Ирина скорчила капризную гримаску и потерлась плечом о Ракитского. Тот слегка отстранился, но не нарочито, а так, будто ему не совсем удобно было сидеть. Он медленно обвел всех взглядом и остановился на Наташе. Приподнял краешек губ и спросил негромко, зная наверняка, что его услышат:
— А почему вы ушли? Вы так помогали мне работать. Ваши глаза помогали. Вам не по душе мои песни? Или я не по душе?
— А мои помогали? — с пьяноватой требовательностью спросила Ирина.
«Она-то когда выпить успела?» — изумился Вадим.
— Что твои? — не понял Ракитский.
— Мои глаза помогали?
— А-а, — протянул Ракитский и опять повернулся к Наташе, — помогали, помогали…
Ира хихикнула и приняла скромный вид.
— Так как? — переспросил Наташу Ракитский.
Бесшумно подошла барменша и аккуратно расставила чашечки. Ракитский даже не взглянул на нее.
— У вас хороший голос, — наконец сказала Наташа. Глаза ее уперлись куда-то в подбородок Ракитскому. — Вы профессионально держитесь.
— И все? — прищурился Ракитский.
— Вы ей страшно понравились, Володя, — подал голос сияющий Женька. — Это она смущается просто. — Он, как ребенка, погладил девушку по голове. Наташа мягко отстранила его руку. — Она не может все сразу вот так сказать.
— Слов нет? — ухмыльнулся Корниенко.
— Вот, вот, — закивал Женька, — именно нет. А какие могут быть слова, одни эмоции. Я как струна был натянут, ни разу не расслабился. Слова, как шипы, в мозг вонзались, как гвозди, вколачивались. Очень сильно, Володя, очень емко, очень страстно. И вроде обычно на первый взгляд, как у всех, а приглядишься, нет, иначе все, по-другому, как-то особенно, специфично, что ли. — Он говорил громко и быстро, стараясь не останавливаться, не делать пауз, потому что видел, как недоуменно-осуждающе смотрит на него Наташа и все хочет сказать что-то, но не решается прервать его. — И зал можете держать в напряжении, а это искусство — покорять. Запросто можете с залом, а это тоже архисложно… И еще, — он запнулся вдруг, — и еще…

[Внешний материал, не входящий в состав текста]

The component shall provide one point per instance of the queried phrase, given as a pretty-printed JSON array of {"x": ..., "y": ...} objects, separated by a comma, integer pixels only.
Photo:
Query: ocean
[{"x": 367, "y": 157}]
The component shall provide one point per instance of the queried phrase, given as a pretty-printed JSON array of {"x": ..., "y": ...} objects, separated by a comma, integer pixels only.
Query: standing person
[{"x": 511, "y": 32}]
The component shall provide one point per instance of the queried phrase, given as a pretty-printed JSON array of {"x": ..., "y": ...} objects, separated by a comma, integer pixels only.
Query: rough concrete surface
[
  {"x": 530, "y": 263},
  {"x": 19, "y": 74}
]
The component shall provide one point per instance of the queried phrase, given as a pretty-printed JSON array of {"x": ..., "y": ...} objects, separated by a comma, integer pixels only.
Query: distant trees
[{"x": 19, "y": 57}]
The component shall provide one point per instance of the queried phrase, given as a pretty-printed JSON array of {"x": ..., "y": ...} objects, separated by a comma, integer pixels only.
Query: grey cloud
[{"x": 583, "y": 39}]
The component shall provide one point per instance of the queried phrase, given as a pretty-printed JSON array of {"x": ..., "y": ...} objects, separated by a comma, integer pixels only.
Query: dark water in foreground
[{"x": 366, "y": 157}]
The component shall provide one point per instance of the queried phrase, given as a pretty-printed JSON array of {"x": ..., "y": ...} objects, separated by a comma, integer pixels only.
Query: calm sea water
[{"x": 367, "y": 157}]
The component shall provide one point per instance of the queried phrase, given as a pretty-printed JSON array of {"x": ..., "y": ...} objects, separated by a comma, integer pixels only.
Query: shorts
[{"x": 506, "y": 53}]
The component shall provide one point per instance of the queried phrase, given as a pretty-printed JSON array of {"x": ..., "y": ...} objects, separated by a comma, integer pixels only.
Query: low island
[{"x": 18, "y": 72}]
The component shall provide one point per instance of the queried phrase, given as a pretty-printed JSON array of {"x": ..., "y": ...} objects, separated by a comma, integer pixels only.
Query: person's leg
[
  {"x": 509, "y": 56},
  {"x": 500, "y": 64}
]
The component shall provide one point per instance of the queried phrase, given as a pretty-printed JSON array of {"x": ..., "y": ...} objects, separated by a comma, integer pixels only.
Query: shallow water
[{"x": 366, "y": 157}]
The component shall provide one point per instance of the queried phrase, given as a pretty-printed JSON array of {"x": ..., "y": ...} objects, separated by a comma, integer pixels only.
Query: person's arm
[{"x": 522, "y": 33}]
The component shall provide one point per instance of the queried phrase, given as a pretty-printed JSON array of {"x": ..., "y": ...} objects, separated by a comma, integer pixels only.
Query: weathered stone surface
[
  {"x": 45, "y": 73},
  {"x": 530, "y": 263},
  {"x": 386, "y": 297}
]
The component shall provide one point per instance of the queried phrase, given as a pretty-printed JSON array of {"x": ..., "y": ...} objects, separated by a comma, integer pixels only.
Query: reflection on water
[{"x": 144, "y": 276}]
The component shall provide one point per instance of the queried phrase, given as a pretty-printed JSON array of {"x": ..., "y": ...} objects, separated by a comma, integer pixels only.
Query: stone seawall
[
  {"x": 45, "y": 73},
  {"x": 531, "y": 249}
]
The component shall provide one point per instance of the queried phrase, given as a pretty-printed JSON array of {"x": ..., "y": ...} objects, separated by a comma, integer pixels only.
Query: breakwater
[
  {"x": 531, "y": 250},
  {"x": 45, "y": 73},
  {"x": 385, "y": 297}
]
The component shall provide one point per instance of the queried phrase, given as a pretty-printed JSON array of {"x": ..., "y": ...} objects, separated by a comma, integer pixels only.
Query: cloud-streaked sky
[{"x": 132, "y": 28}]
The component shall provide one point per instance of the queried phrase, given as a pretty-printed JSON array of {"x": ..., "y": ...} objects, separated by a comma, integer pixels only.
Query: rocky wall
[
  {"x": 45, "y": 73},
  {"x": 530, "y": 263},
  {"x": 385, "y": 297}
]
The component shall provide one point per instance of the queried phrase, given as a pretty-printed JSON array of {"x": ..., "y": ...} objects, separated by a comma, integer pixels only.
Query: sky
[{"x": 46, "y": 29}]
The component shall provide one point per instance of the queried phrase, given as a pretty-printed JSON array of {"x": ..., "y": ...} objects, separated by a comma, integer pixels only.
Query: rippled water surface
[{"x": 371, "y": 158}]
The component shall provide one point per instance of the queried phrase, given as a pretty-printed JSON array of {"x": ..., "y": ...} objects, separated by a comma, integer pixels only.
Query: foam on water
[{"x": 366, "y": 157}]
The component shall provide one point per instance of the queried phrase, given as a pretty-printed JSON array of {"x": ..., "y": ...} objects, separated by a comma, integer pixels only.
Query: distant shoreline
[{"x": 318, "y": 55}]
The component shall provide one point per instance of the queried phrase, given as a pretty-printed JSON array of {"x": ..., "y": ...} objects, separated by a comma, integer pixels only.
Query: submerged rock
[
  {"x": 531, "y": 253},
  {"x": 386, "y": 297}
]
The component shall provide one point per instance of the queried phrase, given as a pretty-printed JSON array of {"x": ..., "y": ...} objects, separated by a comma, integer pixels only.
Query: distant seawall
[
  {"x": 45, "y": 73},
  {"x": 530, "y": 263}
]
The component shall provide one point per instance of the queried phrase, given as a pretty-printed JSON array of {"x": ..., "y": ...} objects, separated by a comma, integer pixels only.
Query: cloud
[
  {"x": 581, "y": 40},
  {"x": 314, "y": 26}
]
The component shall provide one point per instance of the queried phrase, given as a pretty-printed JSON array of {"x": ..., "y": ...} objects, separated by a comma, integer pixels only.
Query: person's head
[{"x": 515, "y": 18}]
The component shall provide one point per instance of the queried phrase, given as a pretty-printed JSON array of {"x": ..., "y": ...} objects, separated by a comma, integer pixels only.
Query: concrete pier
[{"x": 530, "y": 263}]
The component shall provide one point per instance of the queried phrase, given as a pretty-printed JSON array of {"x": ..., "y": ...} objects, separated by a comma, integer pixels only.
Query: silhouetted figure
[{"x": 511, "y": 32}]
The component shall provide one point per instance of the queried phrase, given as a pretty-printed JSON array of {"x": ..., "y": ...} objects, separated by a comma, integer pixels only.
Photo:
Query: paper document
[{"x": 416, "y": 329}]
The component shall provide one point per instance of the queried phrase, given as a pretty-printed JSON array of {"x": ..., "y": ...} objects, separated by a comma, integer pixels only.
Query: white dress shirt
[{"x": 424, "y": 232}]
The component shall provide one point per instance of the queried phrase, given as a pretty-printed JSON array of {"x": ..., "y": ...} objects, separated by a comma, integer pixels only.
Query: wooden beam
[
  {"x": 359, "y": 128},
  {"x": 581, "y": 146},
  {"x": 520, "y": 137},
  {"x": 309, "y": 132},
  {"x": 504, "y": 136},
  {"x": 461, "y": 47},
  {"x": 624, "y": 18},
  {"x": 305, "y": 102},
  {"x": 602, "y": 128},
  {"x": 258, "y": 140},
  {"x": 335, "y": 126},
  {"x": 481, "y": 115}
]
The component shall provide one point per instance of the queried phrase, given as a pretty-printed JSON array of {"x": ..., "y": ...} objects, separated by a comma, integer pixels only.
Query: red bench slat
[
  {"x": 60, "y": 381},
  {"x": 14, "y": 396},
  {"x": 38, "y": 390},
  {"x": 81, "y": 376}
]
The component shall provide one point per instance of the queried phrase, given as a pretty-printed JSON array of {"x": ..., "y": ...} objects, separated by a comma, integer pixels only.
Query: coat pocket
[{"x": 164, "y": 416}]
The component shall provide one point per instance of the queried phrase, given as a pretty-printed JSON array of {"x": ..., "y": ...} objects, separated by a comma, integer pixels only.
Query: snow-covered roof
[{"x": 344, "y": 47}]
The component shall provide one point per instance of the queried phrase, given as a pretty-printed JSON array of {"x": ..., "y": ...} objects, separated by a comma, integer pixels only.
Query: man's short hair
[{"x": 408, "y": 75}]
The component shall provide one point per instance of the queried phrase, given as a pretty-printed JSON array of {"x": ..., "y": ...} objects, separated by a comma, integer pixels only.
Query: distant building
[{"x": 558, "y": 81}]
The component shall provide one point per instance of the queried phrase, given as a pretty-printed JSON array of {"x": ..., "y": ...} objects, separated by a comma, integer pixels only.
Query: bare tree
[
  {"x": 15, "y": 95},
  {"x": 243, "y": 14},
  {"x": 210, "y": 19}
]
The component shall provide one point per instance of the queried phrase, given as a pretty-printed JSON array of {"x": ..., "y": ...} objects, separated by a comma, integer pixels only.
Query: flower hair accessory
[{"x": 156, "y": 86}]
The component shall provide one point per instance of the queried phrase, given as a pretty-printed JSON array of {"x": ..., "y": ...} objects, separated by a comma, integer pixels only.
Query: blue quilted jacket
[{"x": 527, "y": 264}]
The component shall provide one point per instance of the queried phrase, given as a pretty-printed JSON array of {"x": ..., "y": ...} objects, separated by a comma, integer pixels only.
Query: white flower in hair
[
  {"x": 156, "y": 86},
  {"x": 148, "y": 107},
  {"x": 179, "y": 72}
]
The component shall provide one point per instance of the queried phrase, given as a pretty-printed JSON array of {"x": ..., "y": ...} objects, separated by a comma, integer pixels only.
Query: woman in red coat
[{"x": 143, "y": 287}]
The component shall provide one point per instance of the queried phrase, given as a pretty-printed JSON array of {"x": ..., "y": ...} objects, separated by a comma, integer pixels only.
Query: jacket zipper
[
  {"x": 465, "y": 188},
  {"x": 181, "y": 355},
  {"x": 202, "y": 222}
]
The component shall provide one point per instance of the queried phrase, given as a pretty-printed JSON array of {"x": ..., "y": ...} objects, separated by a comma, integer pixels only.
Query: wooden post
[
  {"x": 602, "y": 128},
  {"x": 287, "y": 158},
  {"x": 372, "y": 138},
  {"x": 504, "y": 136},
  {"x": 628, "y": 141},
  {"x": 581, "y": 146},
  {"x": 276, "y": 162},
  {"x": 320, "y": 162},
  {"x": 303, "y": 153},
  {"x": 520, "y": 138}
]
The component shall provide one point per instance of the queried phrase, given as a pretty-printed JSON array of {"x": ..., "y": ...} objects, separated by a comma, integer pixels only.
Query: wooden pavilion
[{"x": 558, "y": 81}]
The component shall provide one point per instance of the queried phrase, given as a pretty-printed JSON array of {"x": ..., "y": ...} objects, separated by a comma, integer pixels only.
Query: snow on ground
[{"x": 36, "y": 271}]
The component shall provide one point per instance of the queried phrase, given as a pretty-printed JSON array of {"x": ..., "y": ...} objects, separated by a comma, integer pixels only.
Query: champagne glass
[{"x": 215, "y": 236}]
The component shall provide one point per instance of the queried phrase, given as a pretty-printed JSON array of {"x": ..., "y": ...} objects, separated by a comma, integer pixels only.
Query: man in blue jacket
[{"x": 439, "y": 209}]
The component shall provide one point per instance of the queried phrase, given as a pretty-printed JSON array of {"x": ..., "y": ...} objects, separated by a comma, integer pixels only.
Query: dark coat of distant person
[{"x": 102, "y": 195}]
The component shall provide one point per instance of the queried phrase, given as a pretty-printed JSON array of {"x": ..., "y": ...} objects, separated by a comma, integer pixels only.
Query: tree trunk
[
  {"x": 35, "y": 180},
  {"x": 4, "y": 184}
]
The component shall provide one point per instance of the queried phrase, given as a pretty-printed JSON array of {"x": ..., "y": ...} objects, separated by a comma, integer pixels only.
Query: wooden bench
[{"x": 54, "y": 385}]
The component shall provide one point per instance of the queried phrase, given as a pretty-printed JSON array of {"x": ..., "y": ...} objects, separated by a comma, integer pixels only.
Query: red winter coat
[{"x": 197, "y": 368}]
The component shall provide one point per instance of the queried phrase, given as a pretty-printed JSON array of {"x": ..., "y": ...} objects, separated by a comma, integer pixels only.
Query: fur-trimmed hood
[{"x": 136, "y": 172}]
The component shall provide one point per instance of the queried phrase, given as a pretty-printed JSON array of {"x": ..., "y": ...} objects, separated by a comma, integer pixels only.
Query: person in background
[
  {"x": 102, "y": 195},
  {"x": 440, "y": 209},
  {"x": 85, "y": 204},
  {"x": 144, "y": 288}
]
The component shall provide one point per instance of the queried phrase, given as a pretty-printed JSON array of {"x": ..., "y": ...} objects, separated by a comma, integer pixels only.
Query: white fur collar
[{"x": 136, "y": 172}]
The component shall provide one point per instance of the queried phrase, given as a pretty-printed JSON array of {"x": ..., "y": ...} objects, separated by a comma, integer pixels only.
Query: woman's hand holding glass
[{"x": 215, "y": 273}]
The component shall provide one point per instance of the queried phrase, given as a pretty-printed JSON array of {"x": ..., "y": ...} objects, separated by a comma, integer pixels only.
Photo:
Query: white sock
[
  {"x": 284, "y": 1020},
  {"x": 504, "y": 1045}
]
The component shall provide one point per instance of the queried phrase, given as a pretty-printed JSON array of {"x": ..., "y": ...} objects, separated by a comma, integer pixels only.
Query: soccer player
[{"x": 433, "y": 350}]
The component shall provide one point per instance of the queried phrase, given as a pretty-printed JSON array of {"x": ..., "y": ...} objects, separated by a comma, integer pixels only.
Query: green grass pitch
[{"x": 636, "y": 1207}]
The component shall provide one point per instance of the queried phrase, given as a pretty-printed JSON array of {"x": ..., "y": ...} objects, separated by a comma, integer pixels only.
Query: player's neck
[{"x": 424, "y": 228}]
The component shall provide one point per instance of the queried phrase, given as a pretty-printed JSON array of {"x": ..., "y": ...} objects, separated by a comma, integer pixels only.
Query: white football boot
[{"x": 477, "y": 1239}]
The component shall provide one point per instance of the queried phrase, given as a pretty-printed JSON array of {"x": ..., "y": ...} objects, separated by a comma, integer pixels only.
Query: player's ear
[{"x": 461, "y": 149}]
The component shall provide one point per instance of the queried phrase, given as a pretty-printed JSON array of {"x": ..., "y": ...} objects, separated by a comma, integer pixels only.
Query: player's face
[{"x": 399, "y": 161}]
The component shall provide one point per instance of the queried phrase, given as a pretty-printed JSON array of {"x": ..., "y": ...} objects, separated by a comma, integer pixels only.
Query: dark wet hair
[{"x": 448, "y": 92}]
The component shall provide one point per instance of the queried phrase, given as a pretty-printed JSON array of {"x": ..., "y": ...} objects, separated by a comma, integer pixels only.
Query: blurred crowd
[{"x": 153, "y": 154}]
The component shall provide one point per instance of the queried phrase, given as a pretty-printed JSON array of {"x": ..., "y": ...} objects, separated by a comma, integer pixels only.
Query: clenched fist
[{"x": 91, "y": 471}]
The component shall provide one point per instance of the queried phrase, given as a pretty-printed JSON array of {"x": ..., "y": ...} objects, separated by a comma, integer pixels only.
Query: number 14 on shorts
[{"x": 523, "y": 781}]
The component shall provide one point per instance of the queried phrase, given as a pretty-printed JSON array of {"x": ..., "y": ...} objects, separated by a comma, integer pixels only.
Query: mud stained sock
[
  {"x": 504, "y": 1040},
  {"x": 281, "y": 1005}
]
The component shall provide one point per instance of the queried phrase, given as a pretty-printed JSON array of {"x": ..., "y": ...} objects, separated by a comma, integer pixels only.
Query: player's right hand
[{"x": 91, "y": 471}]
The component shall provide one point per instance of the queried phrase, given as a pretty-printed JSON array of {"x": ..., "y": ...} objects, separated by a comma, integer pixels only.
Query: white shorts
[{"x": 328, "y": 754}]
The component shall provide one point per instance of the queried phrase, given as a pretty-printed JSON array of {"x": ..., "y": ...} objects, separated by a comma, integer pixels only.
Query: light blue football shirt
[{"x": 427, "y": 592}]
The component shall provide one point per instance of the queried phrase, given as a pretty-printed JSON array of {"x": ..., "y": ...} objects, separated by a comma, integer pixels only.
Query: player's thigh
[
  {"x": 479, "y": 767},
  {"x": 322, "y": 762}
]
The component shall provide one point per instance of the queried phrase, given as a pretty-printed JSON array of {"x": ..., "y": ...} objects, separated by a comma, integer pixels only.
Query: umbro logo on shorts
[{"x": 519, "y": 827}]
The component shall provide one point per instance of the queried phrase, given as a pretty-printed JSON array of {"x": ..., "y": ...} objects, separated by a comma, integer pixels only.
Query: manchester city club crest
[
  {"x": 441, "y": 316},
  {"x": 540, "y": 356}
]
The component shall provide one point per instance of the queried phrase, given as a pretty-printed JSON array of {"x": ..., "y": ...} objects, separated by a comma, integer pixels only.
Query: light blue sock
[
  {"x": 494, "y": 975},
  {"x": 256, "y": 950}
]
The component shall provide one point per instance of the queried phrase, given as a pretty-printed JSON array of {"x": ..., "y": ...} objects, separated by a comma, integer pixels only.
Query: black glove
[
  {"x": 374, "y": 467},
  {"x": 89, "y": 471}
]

— Товарищи! — загремел, перебивая его, Корниенко. Он поднялся и, недобро глядя в глубь зала, застыл в гневе, как статуя командора. — Сколько раз говорить, здесь не курят! Вот вы, в синей курточке, выбросьте сигарету или покиньте зал!
Гомон в зале стих, все вдруг заговорили шепотом.
— Наглецы! — тихо процедил Корниенко, усаживаясь. — Дай им волю…
Женька сдвинул брови, силясь вспомнить, что же он еще хотел сказать, ища поддержки, посмотрел на Вадима, но, наткнувшись на его отсутствующий взгляд, повернулся к Наташе. Та мелкими глотками пила остывший кофе и смотрела куда-то между Ирой и Корниенко. Женька сморщился и в досаде щелкнул пальцами. Но Ракитский даже не смотрел на него, тонко ухмыляясь, он в упор разглядывал Наташу. Потом вытянул палец в ее сторону и разомкнул губы, желая что-то сказать. Ему помешали. Двое ребят, парень лет восемнадцати, худой, большелобый, восторженный и хорошенькая крохотная девчушка, в модном коротком платьице, остановились возле него.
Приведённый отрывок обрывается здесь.